We use Recall / Sensitivity as an Evaluation Matrix because we want to have a model that is good in predicting class for true positive, as described in our business question.
telco_knn <- telco_clean %>%
select(tenure, MonthlyCharges, TotalCharges, Churn) %>%
mutate(tenure = as.numeric(tenure))
glimpse(telco_knn)
#> Rows: 7,032
#> Columns: 4
#> $ tenure <dbl> 1, 34, 2, 45, 2, 8, 22, 10, 28, 62, 13, 16, 58, 49, 25,~
#> $ MonthlyCharges <dbl> 29.85, 56.95, 53.85, 42.30, 70.70, 99.65, 89.10, 29.75,~
#> $ TotalCharges <dbl> 29.85, 1889.50, 108.15, 1840.75, 151.65, 820.50, 1949.4~
#> $ Churn <fct> No, No, Yes, No, Yes, Yes, No, No, Yes, No, No, No, No,~
RNGkind(sample.kind= "Rounding")
set.seed(417)
idx_knn <- sample(nrow(telco_knn), nrow(telco_knn)*0.8)
telco_knn_train <- telco_knn[idx_knn,]
telco_knn_test <- telco_knn[-idx_knn,]
table(telco_knn_train$Churn)
#>
#> No Yes
#> 4133 1492
telco_knn_train_down <- downSample(x = telco_knn_train %>% select(-Churn), y = telco_knn_train$Churn, yname = "Churn")
# cara base R
# train_up <- upSample(x = train[,-1], y = train$label, yname = "label")
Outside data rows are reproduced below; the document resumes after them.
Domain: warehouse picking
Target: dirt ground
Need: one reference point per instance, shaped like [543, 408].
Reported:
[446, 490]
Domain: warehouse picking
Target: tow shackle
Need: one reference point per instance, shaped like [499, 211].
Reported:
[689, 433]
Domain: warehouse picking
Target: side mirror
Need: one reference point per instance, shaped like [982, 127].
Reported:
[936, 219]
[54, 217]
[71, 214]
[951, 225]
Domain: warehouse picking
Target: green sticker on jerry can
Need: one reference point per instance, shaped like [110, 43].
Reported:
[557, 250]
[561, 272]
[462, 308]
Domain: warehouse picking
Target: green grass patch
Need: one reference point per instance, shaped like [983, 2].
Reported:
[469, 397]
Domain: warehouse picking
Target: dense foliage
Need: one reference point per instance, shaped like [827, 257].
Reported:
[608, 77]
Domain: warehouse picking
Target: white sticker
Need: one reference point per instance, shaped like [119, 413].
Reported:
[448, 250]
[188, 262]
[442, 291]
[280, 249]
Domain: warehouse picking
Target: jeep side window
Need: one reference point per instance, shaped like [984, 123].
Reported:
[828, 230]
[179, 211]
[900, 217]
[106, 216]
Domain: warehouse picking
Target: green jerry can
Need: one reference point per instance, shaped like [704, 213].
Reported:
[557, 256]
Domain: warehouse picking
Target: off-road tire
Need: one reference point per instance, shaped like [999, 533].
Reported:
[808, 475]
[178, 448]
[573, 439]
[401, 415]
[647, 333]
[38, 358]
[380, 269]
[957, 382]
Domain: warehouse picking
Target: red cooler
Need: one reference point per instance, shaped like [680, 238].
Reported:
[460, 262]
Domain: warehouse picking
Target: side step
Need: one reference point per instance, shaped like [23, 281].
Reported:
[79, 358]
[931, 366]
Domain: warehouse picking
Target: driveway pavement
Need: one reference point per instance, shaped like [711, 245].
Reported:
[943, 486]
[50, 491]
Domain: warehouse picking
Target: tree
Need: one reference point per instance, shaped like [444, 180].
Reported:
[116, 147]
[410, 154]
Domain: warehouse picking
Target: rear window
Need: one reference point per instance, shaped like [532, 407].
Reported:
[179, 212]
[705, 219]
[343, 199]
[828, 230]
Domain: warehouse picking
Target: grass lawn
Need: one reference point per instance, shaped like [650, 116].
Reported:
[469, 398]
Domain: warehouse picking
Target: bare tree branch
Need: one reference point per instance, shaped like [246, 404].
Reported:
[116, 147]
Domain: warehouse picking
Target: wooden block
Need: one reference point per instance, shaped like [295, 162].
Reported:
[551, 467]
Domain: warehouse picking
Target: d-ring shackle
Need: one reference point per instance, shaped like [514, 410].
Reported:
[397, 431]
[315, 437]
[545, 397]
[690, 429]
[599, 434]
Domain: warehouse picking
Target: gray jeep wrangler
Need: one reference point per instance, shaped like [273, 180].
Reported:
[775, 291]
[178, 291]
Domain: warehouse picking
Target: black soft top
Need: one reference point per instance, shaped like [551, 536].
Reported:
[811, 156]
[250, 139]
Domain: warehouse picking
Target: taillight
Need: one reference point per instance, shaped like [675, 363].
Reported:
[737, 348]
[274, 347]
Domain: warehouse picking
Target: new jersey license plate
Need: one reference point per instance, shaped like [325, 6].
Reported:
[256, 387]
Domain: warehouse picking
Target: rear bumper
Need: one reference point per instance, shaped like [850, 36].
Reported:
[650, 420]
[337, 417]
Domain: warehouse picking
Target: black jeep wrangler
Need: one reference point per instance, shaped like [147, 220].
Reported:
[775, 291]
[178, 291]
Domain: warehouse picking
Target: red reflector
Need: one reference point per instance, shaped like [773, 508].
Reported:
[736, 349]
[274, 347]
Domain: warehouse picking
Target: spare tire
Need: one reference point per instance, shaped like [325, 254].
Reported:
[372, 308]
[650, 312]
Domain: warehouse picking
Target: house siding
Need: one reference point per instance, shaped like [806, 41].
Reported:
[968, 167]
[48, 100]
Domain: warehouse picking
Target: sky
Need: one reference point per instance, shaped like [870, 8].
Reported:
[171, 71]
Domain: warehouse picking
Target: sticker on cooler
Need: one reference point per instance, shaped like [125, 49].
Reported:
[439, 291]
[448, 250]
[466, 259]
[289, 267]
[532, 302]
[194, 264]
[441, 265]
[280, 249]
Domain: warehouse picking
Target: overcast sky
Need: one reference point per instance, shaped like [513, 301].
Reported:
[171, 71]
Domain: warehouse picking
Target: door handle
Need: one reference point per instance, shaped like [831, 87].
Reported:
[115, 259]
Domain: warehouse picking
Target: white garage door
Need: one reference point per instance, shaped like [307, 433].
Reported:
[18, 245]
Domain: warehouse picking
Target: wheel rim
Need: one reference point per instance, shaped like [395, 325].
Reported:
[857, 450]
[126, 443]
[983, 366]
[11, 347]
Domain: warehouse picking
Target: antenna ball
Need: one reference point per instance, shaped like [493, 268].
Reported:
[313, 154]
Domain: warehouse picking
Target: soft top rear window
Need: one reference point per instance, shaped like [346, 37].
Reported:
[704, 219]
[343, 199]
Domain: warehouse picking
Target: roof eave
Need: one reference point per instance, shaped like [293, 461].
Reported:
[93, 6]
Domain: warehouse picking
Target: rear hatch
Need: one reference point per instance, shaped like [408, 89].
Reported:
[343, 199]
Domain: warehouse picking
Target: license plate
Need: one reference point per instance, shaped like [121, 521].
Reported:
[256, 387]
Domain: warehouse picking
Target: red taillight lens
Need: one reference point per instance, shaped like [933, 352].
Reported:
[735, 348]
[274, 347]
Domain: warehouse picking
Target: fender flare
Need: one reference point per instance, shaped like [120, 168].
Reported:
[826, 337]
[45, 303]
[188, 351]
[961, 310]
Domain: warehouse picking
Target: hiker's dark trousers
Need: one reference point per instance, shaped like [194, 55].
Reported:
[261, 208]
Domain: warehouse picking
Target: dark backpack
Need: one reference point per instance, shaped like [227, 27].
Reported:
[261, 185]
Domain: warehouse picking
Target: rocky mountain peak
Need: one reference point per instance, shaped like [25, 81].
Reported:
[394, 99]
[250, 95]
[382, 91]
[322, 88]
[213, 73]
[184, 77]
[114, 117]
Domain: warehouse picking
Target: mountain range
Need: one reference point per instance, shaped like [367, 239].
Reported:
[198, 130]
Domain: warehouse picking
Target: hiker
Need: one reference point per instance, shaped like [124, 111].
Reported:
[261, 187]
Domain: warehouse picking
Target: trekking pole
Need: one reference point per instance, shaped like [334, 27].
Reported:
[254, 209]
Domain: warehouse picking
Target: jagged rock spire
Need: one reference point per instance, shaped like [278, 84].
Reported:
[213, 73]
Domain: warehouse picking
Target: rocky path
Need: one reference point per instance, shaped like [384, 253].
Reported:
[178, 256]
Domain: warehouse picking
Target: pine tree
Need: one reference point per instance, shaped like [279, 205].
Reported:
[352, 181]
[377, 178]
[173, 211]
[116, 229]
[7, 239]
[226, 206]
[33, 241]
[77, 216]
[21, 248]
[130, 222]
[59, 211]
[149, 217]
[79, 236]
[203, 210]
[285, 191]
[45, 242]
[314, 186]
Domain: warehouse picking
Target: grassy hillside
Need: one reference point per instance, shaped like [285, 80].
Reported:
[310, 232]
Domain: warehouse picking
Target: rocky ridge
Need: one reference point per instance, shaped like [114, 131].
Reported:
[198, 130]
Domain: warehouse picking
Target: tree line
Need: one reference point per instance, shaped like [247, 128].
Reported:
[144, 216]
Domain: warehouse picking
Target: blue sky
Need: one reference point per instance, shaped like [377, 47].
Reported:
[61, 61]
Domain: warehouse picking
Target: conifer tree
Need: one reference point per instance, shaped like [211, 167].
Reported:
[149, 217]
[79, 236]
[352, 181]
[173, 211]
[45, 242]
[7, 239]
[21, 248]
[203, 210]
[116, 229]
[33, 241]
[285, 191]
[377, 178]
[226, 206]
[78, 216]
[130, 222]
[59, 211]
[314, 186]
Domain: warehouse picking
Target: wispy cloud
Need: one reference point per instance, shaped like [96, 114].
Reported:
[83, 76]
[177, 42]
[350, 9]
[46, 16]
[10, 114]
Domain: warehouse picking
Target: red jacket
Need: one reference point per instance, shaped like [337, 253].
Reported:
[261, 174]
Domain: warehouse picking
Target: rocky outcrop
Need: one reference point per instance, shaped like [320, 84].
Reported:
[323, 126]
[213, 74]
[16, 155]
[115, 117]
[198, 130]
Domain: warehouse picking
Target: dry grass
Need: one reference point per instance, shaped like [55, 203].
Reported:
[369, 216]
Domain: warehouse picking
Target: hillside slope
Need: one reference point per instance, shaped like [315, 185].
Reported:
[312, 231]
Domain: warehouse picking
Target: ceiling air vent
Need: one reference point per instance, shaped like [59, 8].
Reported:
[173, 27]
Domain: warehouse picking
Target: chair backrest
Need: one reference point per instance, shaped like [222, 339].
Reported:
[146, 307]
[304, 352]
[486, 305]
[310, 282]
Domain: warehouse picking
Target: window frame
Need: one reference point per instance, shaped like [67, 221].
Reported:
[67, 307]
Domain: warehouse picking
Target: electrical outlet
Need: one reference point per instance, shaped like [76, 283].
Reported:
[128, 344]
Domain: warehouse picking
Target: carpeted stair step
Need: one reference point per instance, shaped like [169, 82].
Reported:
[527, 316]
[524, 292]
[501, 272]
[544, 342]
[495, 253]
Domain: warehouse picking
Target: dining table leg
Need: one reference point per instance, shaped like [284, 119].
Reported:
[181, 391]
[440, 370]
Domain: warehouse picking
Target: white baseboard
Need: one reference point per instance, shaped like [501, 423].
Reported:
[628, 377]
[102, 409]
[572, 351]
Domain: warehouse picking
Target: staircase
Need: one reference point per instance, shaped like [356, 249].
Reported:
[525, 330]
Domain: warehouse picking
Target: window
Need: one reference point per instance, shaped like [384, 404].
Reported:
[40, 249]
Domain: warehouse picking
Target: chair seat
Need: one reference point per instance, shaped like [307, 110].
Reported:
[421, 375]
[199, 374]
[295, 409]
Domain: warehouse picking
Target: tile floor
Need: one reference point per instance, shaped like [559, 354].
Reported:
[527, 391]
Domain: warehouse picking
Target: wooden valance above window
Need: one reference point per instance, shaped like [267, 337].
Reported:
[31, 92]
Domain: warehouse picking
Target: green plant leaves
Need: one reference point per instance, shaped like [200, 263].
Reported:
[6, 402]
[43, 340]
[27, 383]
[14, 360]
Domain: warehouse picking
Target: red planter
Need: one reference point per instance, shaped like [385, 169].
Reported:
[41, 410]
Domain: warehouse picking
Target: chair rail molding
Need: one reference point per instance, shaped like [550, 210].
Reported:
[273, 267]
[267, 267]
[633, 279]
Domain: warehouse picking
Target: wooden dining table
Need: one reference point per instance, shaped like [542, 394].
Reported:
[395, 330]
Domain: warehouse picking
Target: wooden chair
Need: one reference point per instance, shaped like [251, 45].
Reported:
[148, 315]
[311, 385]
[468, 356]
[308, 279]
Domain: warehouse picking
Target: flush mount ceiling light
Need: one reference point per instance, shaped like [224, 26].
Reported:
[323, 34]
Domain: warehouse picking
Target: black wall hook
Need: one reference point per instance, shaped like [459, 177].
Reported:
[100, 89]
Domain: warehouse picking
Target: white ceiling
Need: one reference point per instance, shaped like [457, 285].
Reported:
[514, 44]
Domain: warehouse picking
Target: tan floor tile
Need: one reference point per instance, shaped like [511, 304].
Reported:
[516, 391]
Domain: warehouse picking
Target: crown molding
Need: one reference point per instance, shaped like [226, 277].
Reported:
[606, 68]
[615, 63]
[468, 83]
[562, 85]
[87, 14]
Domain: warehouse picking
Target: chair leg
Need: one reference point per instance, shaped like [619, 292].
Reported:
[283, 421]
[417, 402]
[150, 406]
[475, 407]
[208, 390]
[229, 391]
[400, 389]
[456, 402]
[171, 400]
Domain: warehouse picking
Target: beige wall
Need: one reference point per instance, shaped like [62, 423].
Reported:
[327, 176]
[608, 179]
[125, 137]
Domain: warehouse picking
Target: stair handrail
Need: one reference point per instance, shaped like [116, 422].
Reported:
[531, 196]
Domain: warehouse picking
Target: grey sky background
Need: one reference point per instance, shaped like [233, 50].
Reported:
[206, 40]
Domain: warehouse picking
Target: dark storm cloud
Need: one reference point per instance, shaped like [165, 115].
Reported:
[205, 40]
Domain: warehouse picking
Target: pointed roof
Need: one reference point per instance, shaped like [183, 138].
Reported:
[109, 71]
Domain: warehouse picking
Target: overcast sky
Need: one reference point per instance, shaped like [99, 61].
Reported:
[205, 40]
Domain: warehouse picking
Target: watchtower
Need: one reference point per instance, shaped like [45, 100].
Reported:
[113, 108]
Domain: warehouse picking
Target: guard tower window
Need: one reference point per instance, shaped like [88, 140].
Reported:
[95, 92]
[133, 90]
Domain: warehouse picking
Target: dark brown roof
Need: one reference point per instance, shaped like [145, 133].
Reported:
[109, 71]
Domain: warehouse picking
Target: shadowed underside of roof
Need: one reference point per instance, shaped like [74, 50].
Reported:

table(telco_knn_train_down$Churn)
#>
#> No Yes
#> 1492 1492
prop.table(table(telco_knn_train_down$Churn))
#>
#> No Yes
#> 0.5 0.5
telco_train_x_scaled <- telco_knn_train_down %>%
select_if(is.numeric) %>%
scale()
telco_test_x_scaled <- telco_knn_test %>%
select_if(is.numeric) %>%
scale(center = attr(telco_train_x_scaled, "scaled:center"),
scale = attr(telco_train_x_scaled, "scaled:scale"))
# y train
telco_train_y <- telco_knn_train_down$Churn
# y test
telco_test_y <- telco_knn_test$Churn
k <- sqrt(nrow(telco_train_x_scaled))
k
#> [1] 54.626
Note:
Based on computation, K optimum is 54.626. Because target variable is binomial, we rounding the K value to be an odd number, which is 55.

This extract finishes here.